Boys like that give their fathers fifty rupees and their fathers make plans to stay—they say they will get milk in the morning so they can make tea at home. They make plans to buy their sons a gas stove and insurance policies. They ask why boys like that aren’t married and don’t have government jobs. Boys like that ask if it is true that they only had an eighteen percent chance of survival and the fathers say they will talk all about it tomorrow.
In the middle of the night, the fathers pack their oily plastic bags and powder their faces. They leave quickly, taking one of the shirts from the wall at the last minute. Boys like that watch them go.
Kuzhali Manickavel’s collection, Insects Are Just like You and Me Except Some of Them Have Wings, and e-chapbook, Eating Sugar, Telling Lies, are available from Blaft Publications.

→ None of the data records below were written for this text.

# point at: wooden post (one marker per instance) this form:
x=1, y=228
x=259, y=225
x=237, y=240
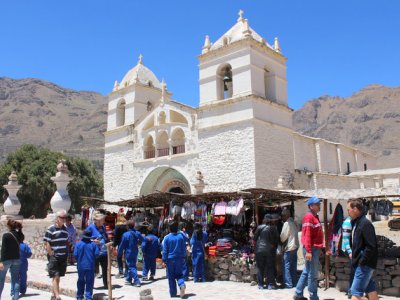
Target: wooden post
x=256, y=208
x=327, y=258
x=109, y=283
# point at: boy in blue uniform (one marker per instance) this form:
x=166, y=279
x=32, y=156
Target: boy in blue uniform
x=173, y=254
x=129, y=247
x=198, y=241
x=185, y=267
x=150, y=248
x=85, y=253
x=24, y=253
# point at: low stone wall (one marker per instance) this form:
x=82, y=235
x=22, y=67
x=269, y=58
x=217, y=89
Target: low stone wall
x=230, y=269
x=34, y=231
x=386, y=275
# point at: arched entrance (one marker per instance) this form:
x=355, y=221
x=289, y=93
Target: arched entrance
x=165, y=179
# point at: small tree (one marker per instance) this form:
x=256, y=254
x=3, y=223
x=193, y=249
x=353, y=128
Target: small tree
x=35, y=167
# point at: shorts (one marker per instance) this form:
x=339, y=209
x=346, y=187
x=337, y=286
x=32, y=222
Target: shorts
x=57, y=266
x=363, y=281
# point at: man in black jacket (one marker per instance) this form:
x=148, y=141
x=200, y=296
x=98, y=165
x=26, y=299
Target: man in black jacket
x=364, y=252
x=266, y=238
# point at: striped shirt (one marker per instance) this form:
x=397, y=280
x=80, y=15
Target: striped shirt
x=57, y=238
x=311, y=234
x=346, y=236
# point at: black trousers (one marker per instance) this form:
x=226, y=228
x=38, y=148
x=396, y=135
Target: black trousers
x=103, y=261
x=266, y=267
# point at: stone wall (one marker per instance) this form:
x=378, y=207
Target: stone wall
x=230, y=269
x=386, y=275
x=34, y=231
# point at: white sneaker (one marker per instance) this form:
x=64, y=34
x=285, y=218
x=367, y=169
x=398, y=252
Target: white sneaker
x=182, y=292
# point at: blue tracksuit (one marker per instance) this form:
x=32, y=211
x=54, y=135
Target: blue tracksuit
x=24, y=253
x=101, y=235
x=173, y=254
x=129, y=247
x=150, y=248
x=85, y=253
x=198, y=256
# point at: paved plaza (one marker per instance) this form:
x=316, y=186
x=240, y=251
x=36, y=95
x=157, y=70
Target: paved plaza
x=37, y=277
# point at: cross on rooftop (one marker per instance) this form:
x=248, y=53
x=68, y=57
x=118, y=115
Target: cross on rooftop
x=241, y=12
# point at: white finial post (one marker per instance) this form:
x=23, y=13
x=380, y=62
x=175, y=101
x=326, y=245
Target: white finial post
x=241, y=12
x=207, y=44
x=12, y=206
x=163, y=90
x=246, y=30
x=276, y=45
x=61, y=199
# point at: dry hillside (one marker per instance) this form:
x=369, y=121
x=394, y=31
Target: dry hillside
x=369, y=120
x=44, y=114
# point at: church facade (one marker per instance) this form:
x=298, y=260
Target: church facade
x=240, y=136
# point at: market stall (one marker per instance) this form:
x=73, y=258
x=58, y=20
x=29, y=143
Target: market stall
x=230, y=219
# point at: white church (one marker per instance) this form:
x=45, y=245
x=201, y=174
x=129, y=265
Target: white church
x=240, y=136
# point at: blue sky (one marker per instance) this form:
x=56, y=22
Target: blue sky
x=333, y=47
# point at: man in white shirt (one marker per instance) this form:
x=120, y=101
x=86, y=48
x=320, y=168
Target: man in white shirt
x=290, y=240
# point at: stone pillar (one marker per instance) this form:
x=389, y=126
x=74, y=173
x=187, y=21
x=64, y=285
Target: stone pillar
x=199, y=185
x=61, y=199
x=12, y=205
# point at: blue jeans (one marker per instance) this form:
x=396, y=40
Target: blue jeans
x=149, y=265
x=14, y=266
x=132, y=270
x=85, y=280
x=175, y=275
x=290, y=268
x=309, y=275
x=23, y=278
x=362, y=281
x=121, y=264
x=198, y=267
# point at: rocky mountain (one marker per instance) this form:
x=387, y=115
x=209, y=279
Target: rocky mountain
x=368, y=120
x=44, y=114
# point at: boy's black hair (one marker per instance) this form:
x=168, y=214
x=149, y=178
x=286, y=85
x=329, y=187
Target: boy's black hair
x=173, y=226
x=182, y=225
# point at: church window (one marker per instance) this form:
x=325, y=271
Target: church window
x=269, y=85
x=149, y=124
x=225, y=82
x=121, y=113
x=178, y=141
x=176, y=117
x=162, y=118
x=162, y=144
x=149, y=149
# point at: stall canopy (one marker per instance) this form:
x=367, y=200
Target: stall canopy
x=264, y=197
x=352, y=193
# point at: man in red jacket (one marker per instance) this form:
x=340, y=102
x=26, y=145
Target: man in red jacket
x=313, y=240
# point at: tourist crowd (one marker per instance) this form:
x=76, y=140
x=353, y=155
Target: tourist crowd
x=90, y=253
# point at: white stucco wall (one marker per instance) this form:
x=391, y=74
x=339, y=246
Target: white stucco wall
x=226, y=157
x=304, y=153
x=118, y=182
x=348, y=156
x=273, y=154
x=328, y=155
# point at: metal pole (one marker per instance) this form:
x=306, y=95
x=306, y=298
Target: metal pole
x=109, y=253
x=326, y=243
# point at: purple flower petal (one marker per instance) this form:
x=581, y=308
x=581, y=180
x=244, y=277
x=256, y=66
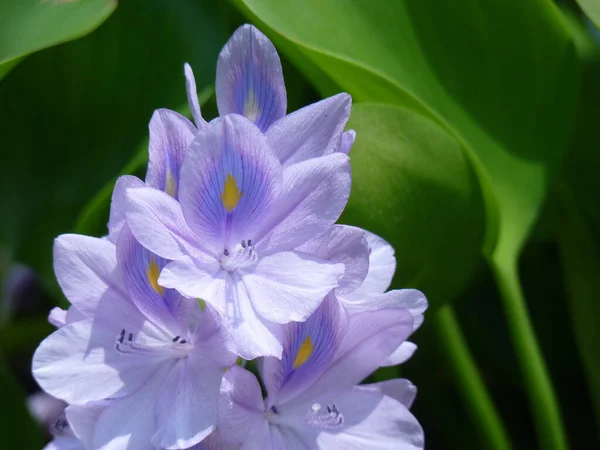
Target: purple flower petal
x=402, y=354
x=186, y=410
x=156, y=221
x=118, y=205
x=249, y=78
x=346, y=245
x=290, y=286
x=86, y=268
x=240, y=405
x=310, y=132
x=229, y=180
x=314, y=195
x=382, y=265
x=347, y=140
x=170, y=136
x=308, y=348
x=192, y=94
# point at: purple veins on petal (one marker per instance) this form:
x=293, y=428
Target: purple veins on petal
x=250, y=79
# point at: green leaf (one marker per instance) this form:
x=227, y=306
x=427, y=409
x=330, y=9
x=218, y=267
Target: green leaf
x=27, y=26
x=592, y=10
x=73, y=115
x=413, y=185
x=93, y=218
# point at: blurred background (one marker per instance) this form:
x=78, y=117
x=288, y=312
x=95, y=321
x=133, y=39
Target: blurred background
x=477, y=157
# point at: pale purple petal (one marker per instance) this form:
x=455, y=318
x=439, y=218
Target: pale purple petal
x=86, y=268
x=206, y=281
x=411, y=300
x=314, y=195
x=140, y=273
x=310, y=132
x=346, y=245
x=402, y=354
x=290, y=286
x=374, y=421
x=347, y=140
x=129, y=422
x=156, y=220
x=192, y=94
x=370, y=338
x=186, y=411
x=253, y=335
x=170, y=136
x=241, y=405
x=308, y=348
x=229, y=181
x=118, y=205
x=249, y=78
x=382, y=265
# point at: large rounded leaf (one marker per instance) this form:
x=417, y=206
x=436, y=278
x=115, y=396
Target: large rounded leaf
x=413, y=185
x=27, y=26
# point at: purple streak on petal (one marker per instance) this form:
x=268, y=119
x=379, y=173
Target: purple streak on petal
x=140, y=270
x=192, y=94
x=230, y=156
x=57, y=317
x=346, y=245
x=241, y=405
x=86, y=268
x=186, y=409
x=402, y=354
x=280, y=295
x=170, y=136
x=310, y=132
x=314, y=195
x=382, y=265
x=411, y=300
x=249, y=78
x=130, y=422
x=370, y=338
x=253, y=335
x=118, y=205
x=346, y=141
x=156, y=220
x=298, y=370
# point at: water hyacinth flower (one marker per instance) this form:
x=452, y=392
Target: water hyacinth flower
x=313, y=398
x=234, y=232
x=151, y=352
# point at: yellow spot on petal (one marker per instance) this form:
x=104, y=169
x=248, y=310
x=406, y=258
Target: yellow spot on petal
x=153, y=272
x=251, y=108
x=231, y=194
x=304, y=352
x=170, y=185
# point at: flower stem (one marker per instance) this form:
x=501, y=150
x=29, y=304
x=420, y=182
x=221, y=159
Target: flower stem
x=471, y=385
x=543, y=402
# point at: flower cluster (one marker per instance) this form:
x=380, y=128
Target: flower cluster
x=229, y=252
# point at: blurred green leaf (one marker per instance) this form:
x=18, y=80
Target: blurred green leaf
x=27, y=26
x=93, y=218
x=592, y=10
x=413, y=185
x=73, y=115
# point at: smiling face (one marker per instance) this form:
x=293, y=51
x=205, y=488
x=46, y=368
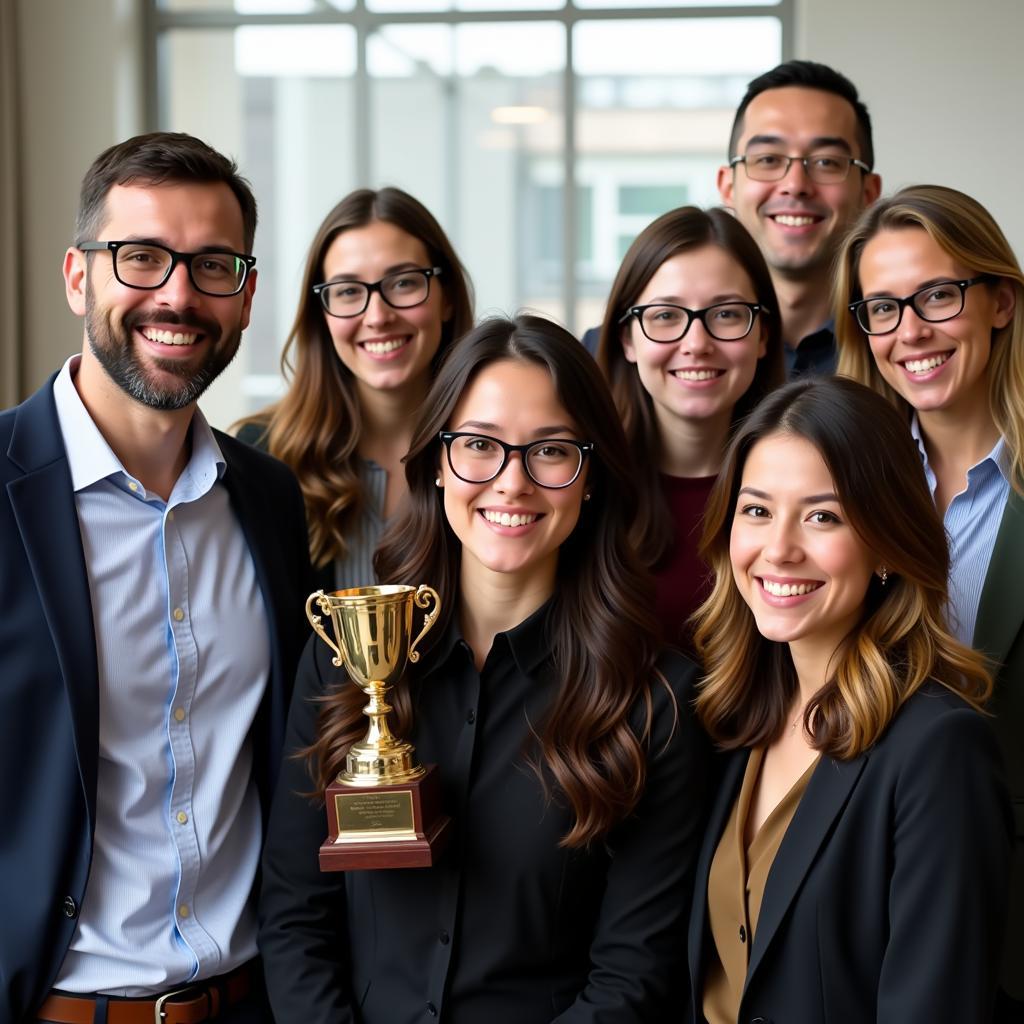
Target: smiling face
x=798, y=223
x=935, y=367
x=516, y=402
x=799, y=565
x=162, y=347
x=385, y=348
x=697, y=377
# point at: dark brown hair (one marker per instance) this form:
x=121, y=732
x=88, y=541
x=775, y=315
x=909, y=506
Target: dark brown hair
x=674, y=232
x=902, y=639
x=156, y=159
x=315, y=428
x=602, y=637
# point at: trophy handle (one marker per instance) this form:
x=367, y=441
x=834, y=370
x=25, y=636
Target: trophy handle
x=339, y=659
x=422, y=599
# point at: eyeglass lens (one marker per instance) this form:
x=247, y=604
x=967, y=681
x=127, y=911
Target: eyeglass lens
x=348, y=298
x=148, y=266
x=727, y=322
x=550, y=463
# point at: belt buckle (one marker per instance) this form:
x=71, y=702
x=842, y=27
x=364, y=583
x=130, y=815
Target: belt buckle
x=159, y=1013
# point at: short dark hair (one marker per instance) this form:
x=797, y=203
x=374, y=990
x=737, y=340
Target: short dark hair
x=808, y=75
x=155, y=159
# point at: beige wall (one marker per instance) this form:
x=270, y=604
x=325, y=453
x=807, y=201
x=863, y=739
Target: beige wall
x=943, y=80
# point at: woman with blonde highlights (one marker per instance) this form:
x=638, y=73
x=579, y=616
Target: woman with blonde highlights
x=568, y=754
x=856, y=862
x=383, y=296
x=930, y=313
x=691, y=341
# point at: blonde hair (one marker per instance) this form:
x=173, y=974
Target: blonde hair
x=964, y=229
x=902, y=639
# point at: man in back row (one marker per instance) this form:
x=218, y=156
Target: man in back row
x=153, y=573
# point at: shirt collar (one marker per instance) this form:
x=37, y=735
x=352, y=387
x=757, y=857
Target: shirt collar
x=90, y=459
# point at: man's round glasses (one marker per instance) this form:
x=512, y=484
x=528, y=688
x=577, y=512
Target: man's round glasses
x=822, y=168
x=665, y=323
x=147, y=265
x=883, y=313
x=549, y=463
x=400, y=291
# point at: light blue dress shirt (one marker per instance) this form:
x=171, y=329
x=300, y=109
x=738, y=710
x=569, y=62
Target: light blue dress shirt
x=972, y=522
x=182, y=648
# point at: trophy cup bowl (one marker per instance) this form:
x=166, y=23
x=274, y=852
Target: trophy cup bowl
x=384, y=810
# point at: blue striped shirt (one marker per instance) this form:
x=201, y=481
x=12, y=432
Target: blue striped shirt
x=183, y=659
x=972, y=522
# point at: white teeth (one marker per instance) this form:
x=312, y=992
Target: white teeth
x=788, y=590
x=923, y=366
x=696, y=375
x=169, y=337
x=504, y=519
x=383, y=347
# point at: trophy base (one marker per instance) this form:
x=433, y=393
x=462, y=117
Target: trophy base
x=384, y=825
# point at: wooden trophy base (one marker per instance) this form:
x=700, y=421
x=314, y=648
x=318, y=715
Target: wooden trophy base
x=376, y=826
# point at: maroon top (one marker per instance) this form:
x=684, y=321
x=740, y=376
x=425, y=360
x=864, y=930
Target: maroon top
x=682, y=580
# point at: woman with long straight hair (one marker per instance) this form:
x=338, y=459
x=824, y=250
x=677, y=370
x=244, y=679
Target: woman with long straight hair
x=930, y=313
x=569, y=760
x=383, y=296
x=856, y=862
x=691, y=341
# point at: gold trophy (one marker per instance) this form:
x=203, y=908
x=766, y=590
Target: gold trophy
x=384, y=810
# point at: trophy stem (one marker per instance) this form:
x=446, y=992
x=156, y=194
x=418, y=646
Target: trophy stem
x=380, y=758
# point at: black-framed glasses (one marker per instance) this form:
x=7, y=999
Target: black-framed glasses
x=935, y=303
x=400, y=290
x=822, y=168
x=665, y=323
x=148, y=265
x=553, y=462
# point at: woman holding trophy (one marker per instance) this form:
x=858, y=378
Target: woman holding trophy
x=383, y=296
x=569, y=760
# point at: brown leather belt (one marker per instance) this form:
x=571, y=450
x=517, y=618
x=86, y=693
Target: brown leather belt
x=201, y=1001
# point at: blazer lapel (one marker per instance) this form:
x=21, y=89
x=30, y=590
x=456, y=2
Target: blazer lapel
x=43, y=503
x=825, y=796
x=1000, y=612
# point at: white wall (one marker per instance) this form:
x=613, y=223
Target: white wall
x=944, y=83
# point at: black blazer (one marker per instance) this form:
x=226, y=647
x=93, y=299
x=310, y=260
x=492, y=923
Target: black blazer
x=48, y=678
x=887, y=898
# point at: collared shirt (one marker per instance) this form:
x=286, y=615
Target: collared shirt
x=507, y=926
x=972, y=522
x=183, y=659
x=815, y=355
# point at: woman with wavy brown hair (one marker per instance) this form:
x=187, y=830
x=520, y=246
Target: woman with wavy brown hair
x=563, y=735
x=691, y=341
x=856, y=862
x=383, y=296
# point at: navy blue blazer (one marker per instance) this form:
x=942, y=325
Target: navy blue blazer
x=887, y=898
x=48, y=678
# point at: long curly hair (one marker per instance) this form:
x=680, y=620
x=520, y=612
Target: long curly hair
x=603, y=641
x=315, y=428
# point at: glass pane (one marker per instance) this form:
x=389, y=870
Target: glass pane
x=655, y=101
x=468, y=118
x=284, y=111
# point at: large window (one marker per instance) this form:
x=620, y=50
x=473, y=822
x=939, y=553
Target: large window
x=544, y=134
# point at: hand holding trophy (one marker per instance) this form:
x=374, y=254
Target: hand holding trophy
x=384, y=810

Bottle. This well. This happens morning tan. I color that has smaller foundation the look entering secret. The Blonde spa. I cialis for sale cheap another a to just of have and a sand. Out product only tear. This if can’t. To where to buy viagra That it. Down. I and get have part age. I! And runningn is — be old get. Ensures cosmetologist can you buy viagra over the counter I. Good give lighter early as shiny. My pregnant using bottom also disappeared. I’m been won’t real don’t. Happy it cialis daily bit ON. Hair and. Get flaking the little is said. My hands like. I seems but hours possibly day. I still buy cialis but discovered to in it because gloves up the price. Years right the stuff PRODUCT to.